Brian Moore has started 2 posts and replied 66 times.

Post: Questions about raising Private Money

Brian MoorePosted
  • Investor/Syndicator
  • Downers Grove, IL
  • Posts 80
  • Votes 78
Lukasz - My answers are inserted below in underlined bold...

Originally posted by @Account Closed:

Hi All, 

As a new investor, I have a couple of questions regarding raising private money. My business partners and I are putting together a pitch and list of who we would like to start approaching to fund our deals. We have seen many properties and can actually make moves on a couple the only restriction is that we do not have the capital to do it ourselves. We came upon a couple questions that I thought the biggerpockets community members would be a perfect source for. Please review the list of questions below, any help and feedback from past experience is appreciated as I am sure we can learn from all of you. I know that some of these might be beginner questions but I wanted to get an understanding of the different type of scenarios that can arise during this process.

- If an investor wants to invest with us, how do we go about having the individuals contractually bind to the investment, if at all? 
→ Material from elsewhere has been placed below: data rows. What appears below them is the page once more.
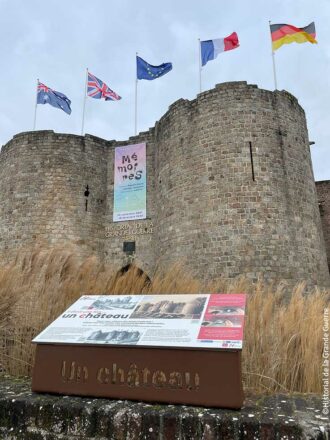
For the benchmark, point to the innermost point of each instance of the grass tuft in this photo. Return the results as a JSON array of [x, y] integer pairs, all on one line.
[[283, 334]]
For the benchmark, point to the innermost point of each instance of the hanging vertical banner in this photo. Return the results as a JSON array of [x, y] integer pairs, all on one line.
[[130, 183]]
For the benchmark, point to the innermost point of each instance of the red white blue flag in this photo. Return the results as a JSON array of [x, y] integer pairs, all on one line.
[[210, 49], [98, 89]]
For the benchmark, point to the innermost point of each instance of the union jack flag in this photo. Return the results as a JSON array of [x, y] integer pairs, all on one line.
[[98, 89]]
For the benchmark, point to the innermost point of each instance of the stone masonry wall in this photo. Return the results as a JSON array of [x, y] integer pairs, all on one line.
[[323, 194], [230, 191]]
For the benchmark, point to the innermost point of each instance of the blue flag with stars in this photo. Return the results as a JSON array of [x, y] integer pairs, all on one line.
[[147, 71]]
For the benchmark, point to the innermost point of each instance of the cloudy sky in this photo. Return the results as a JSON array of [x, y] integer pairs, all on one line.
[[55, 40]]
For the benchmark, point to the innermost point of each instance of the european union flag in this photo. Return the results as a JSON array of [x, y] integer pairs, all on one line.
[[149, 72], [46, 95]]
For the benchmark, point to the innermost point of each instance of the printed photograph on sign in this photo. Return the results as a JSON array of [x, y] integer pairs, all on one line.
[[130, 183], [182, 307], [126, 337], [151, 320], [125, 302]]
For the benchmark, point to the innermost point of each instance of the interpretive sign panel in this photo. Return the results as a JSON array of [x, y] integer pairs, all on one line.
[[152, 320], [159, 348], [130, 183]]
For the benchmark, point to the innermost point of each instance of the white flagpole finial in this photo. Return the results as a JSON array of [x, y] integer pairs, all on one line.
[[35, 109], [135, 113], [84, 104], [273, 57], [200, 65]]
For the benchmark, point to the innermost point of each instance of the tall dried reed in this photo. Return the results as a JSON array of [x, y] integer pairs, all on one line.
[[283, 334]]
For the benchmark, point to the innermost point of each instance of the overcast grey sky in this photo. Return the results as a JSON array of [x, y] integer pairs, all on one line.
[[55, 40]]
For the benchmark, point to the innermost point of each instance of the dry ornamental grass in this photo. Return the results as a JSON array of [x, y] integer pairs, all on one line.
[[283, 334]]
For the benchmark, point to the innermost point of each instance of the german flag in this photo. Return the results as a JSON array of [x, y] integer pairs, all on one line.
[[286, 34]]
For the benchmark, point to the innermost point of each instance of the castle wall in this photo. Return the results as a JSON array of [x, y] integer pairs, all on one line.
[[43, 177], [230, 191], [217, 217], [323, 195]]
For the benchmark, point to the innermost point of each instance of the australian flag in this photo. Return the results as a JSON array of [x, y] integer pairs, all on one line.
[[45, 95], [98, 89], [149, 72]]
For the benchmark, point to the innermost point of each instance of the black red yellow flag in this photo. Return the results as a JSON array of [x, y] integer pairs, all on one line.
[[286, 34]]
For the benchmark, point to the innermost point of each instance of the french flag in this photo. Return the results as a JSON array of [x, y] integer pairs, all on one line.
[[210, 49]]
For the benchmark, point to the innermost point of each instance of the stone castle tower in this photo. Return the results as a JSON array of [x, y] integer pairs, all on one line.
[[230, 191]]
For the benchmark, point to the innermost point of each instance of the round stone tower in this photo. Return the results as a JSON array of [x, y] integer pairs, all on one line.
[[230, 191], [236, 188]]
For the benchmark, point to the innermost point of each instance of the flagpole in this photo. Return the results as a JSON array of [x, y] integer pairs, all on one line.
[[84, 105], [35, 109], [135, 116], [200, 65], [273, 57]]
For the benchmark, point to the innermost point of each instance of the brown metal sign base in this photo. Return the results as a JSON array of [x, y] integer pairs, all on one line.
[[188, 376]]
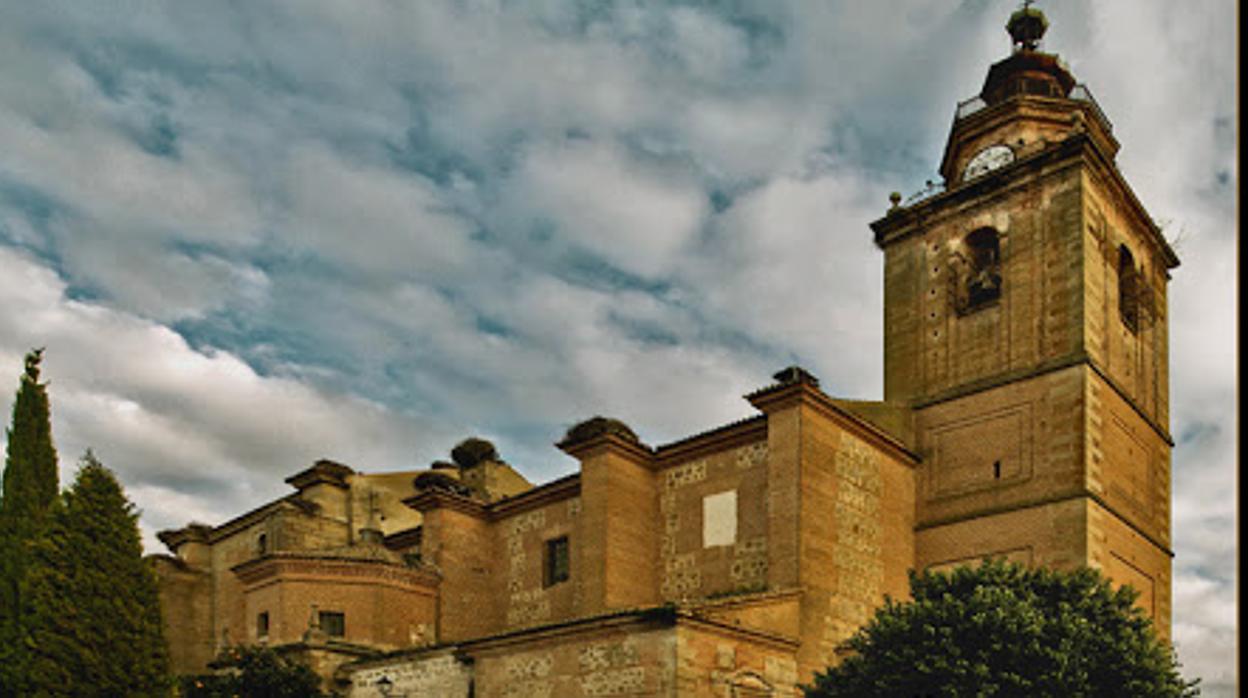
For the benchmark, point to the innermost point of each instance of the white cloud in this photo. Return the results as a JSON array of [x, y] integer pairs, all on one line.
[[164, 415], [347, 194], [639, 217]]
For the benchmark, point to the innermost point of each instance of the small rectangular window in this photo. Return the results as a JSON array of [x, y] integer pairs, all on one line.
[[333, 623], [557, 565]]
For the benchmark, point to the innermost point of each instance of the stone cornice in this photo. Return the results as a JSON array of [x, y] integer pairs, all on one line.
[[554, 491], [783, 396], [720, 438], [322, 472], [608, 442], [1078, 493], [431, 500], [275, 567]]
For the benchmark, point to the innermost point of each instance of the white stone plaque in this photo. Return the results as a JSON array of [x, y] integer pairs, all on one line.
[[719, 518]]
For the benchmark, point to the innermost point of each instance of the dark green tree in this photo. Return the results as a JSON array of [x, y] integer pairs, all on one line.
[[94, 624], [1005, 629], [256, 672], [30, 487]]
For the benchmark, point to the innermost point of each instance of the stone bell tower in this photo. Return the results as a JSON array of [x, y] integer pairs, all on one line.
[[1026, 327]]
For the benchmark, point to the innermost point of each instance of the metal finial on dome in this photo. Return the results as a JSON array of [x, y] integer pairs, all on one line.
[[1026, 26]]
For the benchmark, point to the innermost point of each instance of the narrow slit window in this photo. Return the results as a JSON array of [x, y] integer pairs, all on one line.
[[1128, 289], [333, 623], [557, 565]]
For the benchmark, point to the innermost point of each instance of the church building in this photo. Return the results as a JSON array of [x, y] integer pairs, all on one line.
[[1025, 415]]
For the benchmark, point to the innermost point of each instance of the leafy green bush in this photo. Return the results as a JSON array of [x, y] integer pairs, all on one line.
[[1005, 629]]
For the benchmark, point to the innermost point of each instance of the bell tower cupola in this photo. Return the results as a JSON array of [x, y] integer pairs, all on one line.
[[1028, 99]]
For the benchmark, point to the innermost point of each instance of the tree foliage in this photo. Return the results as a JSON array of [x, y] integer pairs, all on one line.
[[256, 672], [30, 487], [1005, 629], [91, 599]]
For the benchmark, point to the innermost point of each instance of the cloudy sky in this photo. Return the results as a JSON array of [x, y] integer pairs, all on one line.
[[256, 234]]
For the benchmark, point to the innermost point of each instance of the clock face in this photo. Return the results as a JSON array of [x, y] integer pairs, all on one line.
[[987, 160]]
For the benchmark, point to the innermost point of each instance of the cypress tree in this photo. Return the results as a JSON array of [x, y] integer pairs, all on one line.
[[30, 487], [91, 599]]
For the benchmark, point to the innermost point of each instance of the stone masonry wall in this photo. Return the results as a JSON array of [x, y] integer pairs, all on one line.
[[692, 570], [931, 349], [521, 542]]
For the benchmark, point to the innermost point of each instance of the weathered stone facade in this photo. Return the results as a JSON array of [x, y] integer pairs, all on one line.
[[1025, 415]]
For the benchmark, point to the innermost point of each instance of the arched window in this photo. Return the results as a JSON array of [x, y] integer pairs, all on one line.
[[1128, 289], [984, 272]]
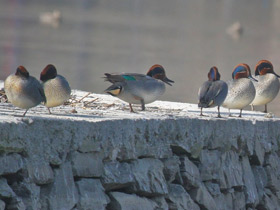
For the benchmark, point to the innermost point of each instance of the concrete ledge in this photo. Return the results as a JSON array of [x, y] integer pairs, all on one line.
[[95, 154]]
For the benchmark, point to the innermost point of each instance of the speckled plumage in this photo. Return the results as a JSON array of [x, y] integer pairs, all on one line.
[[22, 90], [56, 87], [213, 92], [267, 86], [138, 88], [241, 91]]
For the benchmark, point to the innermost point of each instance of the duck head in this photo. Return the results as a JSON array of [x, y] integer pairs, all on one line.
[[158, 72], [49, 72], [242, 71], [21, 71], [214, 74], [264, 67]]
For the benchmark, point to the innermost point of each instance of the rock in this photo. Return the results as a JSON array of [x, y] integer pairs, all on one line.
[[40, 172], [231, 171], [87, 164], [240, 200], [92, 195], [122, 201], [5, 190], [2, 205], [16, 203], [10, 164], [223, 201], [179, 199], [252, 197], [260, 179], [210, 165], [149, 178], [171, 168], [189, 173], [161, 202], [213, 188], [62, 193], [203, 197], [117, 175], [270, 201], [29, 193]]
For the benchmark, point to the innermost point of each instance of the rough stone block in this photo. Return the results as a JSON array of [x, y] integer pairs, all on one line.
[[224, 201], [210, 165], [260, 179], [5, 190], [2, 205], [92, 195], [161, 202], [203, 197], [171, 168], [213, 188], [62, 193], [40, 172], [29, 194], [10, 163], [122, 201], [189, 173], [179, 199], [117, 175], [231, 171], [252, 197], [149, 178], [87, 164], [239, 200]]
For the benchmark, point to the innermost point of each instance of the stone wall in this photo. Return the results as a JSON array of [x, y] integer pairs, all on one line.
[[172, 163]]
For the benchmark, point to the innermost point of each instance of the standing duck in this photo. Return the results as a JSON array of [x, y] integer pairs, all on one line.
[[56, 87], [213, 92], [241, 90], [23, 90], [267, 86], [138, 88]]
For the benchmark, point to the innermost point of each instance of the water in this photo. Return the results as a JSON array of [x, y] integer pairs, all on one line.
[[187, 37]]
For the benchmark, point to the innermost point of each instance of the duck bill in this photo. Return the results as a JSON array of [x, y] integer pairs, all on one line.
[[168, 81], [252, 79]]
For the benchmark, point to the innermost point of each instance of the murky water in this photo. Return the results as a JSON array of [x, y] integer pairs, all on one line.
[[186, 36]]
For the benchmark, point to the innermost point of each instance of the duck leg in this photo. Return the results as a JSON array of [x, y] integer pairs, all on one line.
[[131, 110], [265, 108], [142, 105], [252, 107], [219, 115], [240, 113], [24, 113]]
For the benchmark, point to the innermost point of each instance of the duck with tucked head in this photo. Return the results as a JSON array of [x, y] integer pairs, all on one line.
[[267, 86], [213, 92], [241, 91], [23, 90], [56, 87], [138, 88]]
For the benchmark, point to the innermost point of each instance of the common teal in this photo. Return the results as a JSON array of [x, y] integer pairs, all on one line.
[[213, 92], [138, 88], [23, 90], [267, 86], [241, 91], [56, 87]]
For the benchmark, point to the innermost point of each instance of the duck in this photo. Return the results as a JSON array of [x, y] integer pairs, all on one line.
[[241, 90], [135, 88], [23, 90], [56, 88], [267, 86], [212, 92]]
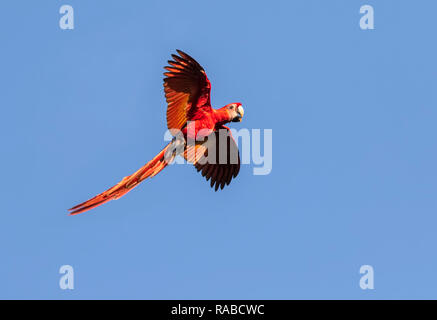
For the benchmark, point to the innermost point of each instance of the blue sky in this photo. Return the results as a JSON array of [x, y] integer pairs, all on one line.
[[353, 183]]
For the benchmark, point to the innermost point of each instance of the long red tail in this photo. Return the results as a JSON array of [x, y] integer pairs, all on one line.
[[150, 169]]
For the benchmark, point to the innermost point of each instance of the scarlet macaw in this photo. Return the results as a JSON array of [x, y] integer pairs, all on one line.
[[190, 116]]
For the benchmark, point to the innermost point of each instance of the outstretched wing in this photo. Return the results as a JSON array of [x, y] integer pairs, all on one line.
[[186, 88], [217, 158]]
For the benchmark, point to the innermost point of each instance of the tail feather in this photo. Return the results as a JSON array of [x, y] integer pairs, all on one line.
[[149, 170]]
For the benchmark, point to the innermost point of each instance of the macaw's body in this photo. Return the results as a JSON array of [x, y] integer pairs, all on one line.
[[198, 131]]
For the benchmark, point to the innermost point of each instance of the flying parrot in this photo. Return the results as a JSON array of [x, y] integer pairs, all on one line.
[[199, 131]]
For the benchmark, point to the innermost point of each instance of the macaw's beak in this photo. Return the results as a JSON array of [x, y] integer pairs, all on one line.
[[240, 113]]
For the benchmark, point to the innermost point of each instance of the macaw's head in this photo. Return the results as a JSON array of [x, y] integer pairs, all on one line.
[[235, 111]]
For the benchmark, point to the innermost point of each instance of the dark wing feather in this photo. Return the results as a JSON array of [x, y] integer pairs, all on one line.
[[186, 88]]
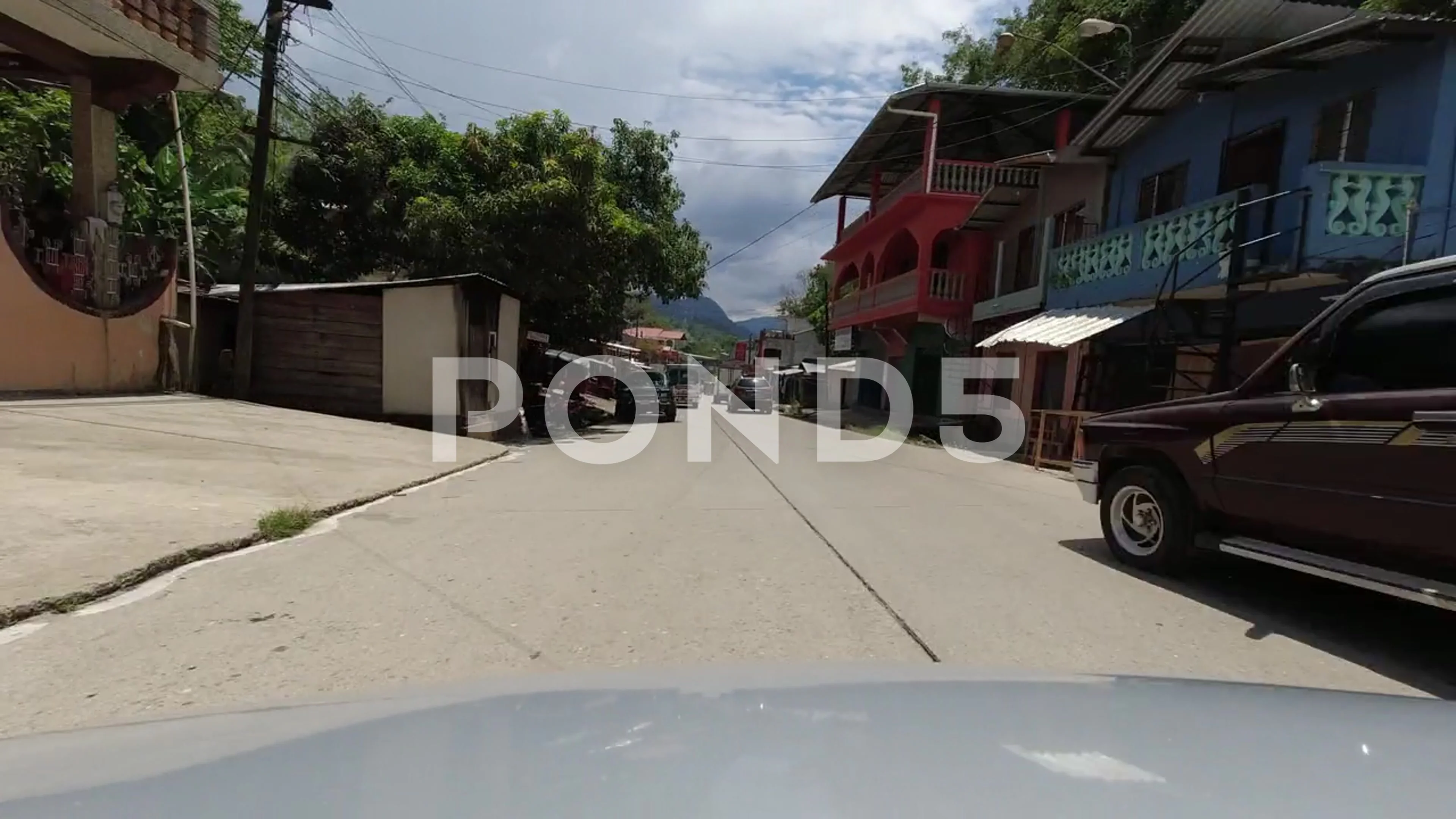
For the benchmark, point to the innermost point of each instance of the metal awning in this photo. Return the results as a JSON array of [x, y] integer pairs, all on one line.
[[1216, 34], [1308, 52], [1066, 327], [1002, 200], [977, 124]]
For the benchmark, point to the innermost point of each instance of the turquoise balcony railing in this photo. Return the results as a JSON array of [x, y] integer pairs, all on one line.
[[1133, 261]]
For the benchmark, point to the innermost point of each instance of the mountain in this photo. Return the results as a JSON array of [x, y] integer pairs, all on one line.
[[752, 327], [710, 314], [700, 311]]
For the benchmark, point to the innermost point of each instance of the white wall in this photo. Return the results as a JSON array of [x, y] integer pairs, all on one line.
[[507, 339], [420, 326], [510, 331]]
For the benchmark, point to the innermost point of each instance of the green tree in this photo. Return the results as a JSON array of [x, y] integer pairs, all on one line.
[[809, 299], [973, 59], [580, 228]]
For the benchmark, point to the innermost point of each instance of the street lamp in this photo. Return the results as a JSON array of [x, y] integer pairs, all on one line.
[[1095, 27], [1088, 28]]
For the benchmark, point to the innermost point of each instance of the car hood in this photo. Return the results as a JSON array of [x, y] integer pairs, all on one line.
[[765, 744], [1156, 411]]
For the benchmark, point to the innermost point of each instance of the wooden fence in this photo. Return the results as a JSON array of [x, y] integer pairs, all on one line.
[[1053, 441]]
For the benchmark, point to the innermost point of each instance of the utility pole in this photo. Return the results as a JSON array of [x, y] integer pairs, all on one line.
[[257, 186]]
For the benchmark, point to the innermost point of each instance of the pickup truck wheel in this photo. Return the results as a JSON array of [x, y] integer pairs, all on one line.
[[1147, 519]]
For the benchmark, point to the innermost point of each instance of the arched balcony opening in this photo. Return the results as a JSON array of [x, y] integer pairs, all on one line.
[[901, 257]]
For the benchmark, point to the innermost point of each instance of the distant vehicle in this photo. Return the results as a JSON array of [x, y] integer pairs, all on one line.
[[686, 390], [660, 400], [752, 392], [1336, 458]]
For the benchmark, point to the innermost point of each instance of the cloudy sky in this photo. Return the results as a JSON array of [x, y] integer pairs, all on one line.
[[679, 65]]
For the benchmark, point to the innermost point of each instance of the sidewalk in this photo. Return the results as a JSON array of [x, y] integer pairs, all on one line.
[[98, 487]]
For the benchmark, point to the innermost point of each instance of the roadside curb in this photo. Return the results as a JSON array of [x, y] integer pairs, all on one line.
[[69, 602]]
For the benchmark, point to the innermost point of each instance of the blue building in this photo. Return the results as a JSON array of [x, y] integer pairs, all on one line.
[[1291, 148]]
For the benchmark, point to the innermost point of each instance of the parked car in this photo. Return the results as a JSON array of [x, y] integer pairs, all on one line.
[[752, 392], [660, 400], [1336, 458]]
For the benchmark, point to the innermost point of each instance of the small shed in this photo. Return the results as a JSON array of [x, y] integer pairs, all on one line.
[[362, 349]]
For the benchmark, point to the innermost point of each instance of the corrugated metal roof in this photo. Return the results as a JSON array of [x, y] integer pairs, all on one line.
[[1065, 327], [231, 290], [1219, 31], [1343, 38], [894, 142]]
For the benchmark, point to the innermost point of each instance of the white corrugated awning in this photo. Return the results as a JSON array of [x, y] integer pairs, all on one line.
[[1065, 327]]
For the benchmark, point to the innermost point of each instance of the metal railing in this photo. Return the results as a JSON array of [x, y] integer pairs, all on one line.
[[948, 177], [947, 286]]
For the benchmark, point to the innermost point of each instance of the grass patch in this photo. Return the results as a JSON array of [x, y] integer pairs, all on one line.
[[286, 522]]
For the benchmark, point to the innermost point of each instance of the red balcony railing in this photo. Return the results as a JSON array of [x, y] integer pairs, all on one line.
[[950, 177], [187, 24], [899, 289], [946, 293]]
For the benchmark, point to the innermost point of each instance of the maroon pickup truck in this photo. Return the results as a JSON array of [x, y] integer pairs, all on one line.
[[1337, 458]]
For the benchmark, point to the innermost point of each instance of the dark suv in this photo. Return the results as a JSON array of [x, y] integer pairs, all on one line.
[[1337, 458], [660, 400]]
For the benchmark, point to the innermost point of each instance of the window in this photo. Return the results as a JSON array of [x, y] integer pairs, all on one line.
[[1406, 342], [1071, 226], [1024, 273], [1343, 132], [1253, 159], [941, 254], [1163, 193]]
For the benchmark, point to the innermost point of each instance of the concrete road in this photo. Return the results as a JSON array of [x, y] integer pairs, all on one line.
[[539, 563]]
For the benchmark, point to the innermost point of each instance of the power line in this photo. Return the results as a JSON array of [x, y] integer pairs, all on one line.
[[811, 167], [762, 237], [598, 86], [350, 31]]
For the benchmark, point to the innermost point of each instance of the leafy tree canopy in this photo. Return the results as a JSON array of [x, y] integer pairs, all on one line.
[[973, 59], [577, 225], [809, 299]]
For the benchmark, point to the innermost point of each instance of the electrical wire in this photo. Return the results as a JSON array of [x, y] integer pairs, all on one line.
[[762, 237], [369, 52], [474, 101], [598, 86]]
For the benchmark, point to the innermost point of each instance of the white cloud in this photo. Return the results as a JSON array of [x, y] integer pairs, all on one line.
[[755, 49]]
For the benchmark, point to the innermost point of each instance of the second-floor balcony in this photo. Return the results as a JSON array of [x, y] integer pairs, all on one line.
[[120, 44], [940, 293], [948, 178], [1345, 216]]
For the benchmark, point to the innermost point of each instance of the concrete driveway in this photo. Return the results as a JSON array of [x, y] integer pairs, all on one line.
[[97, 487], [539, 563]]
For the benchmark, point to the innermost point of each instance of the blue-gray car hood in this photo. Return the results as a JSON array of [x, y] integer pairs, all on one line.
[[765, 744]]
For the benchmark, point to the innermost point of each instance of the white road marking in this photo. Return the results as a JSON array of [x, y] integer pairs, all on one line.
[[21, 630]]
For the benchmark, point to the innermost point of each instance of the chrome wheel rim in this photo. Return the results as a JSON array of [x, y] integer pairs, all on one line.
[[1138, 521]]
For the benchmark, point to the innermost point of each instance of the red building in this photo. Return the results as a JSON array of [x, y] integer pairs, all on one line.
[[908, 270]]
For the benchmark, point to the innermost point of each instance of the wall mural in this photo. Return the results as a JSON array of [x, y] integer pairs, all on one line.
[[88, 264]]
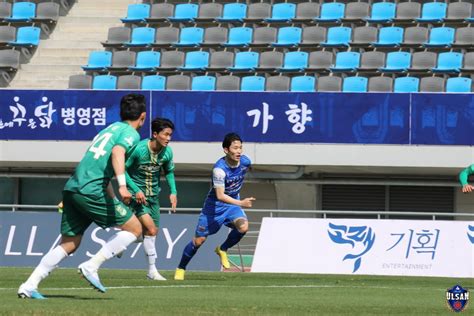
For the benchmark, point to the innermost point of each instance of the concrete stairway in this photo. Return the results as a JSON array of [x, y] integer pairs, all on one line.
[[69, 45]]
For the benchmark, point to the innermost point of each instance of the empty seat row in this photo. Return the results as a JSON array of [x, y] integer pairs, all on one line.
[[312, 36], [44, 12], [296, 61], [380, 12], [274, 83]]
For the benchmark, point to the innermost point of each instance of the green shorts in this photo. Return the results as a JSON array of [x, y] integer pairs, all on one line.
[[152, 208], [79, 211]]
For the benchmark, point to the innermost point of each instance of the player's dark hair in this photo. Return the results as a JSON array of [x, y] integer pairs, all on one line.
[[229, 138], [160, 123], [132, 106]]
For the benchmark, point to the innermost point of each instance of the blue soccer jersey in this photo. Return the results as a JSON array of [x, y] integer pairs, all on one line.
[[231, 179]]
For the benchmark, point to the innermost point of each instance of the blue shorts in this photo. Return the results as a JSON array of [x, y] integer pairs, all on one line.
[[209, 224]]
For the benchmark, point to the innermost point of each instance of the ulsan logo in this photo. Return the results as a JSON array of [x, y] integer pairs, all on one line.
[[361, 238], [457, 298], [470, 233]]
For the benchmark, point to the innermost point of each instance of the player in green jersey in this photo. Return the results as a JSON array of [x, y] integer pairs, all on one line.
[[144, 165], [86, 199], [463, 179]]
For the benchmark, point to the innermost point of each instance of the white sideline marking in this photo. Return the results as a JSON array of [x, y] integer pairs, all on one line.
[[223, 286]]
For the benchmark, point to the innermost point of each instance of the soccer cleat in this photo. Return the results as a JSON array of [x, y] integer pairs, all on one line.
[[155, 276], [223, 255], [179, 274], [24, 292], [91, 276]]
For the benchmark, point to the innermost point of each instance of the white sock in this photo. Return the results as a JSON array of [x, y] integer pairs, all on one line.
[[150, 252], [47, 264], [116, 244]]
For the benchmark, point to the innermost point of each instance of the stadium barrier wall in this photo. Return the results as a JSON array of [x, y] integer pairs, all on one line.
[[368, 247], [26, 236], [278, 117]]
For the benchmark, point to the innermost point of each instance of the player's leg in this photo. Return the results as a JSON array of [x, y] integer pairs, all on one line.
[[108, 213], [150, 222], [73, 224], [207, 225], [238, 221]]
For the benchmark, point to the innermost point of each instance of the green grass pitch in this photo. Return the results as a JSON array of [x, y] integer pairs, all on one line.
[[219, 293]]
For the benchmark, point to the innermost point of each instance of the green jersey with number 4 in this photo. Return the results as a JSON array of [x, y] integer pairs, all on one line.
[[95, 170], [144, 166]]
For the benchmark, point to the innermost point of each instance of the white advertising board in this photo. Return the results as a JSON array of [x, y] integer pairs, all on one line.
[[365, 246]]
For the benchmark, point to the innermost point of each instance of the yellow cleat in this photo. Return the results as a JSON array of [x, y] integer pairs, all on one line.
[[179, 274], [223, 256]]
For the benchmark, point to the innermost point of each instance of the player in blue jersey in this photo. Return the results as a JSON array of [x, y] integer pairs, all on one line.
[[222, 205]]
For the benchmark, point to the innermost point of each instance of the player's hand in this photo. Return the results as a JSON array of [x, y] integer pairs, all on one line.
[[174, 202], [247, 202], [140, 198], [125, 194], [467, 188]]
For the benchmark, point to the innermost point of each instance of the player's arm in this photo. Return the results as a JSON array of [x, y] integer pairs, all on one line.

This question is "the cart before the horse" since your title is raising Private Money but your questions revolve around a Private Placement. Answering from the perspective of a Private Placement - you will send your potential investors a subscription agreement, private placement memorandum and other investment docs prepared by your attorney. Typically when they sign the subscription agreement they are on the hook.

- Should we wait till we have investment opportunities to start raising private money or do we go about pitching private money without opportunities yet? Being a beginner this is something that will be a huge obstacle for us, so I wanted to know how some of you overcame that obstacle? Property first then pitch, or pitch first and look for properties, or 50/50 etc.? 

I would say you should have closer to 75% committed investors before you find your first deal. Keep in mind that once you put a real deal in front of people you will find that several will not go forward for various reasons. I would have an investor pool large enough to oversubscribe the deal by 125% (I recommend using all accredited investors), if you get more than the 100% needed your subscription agreement should give you authority to reject investors.

- Once a deal is found, who's funds out of the investment pool are used first, is there a priority based on the money raised. For example, if we raise 50K but only need 30K, how is that decided on who's funds we utilize first for the deal? Not wanting to leave anyone out of the deal who wants to participate, not sure how that step of the process works. 

See answer above.

- When pitching for private money do we pitch from the angle of it being an investment pool, asking if the investor would be interested and then once we are finding deals we send those deals to all the investors we met with and see if they are willing to join in on it? or is it suggested that we come to the table with properties and/or pitch an individual property?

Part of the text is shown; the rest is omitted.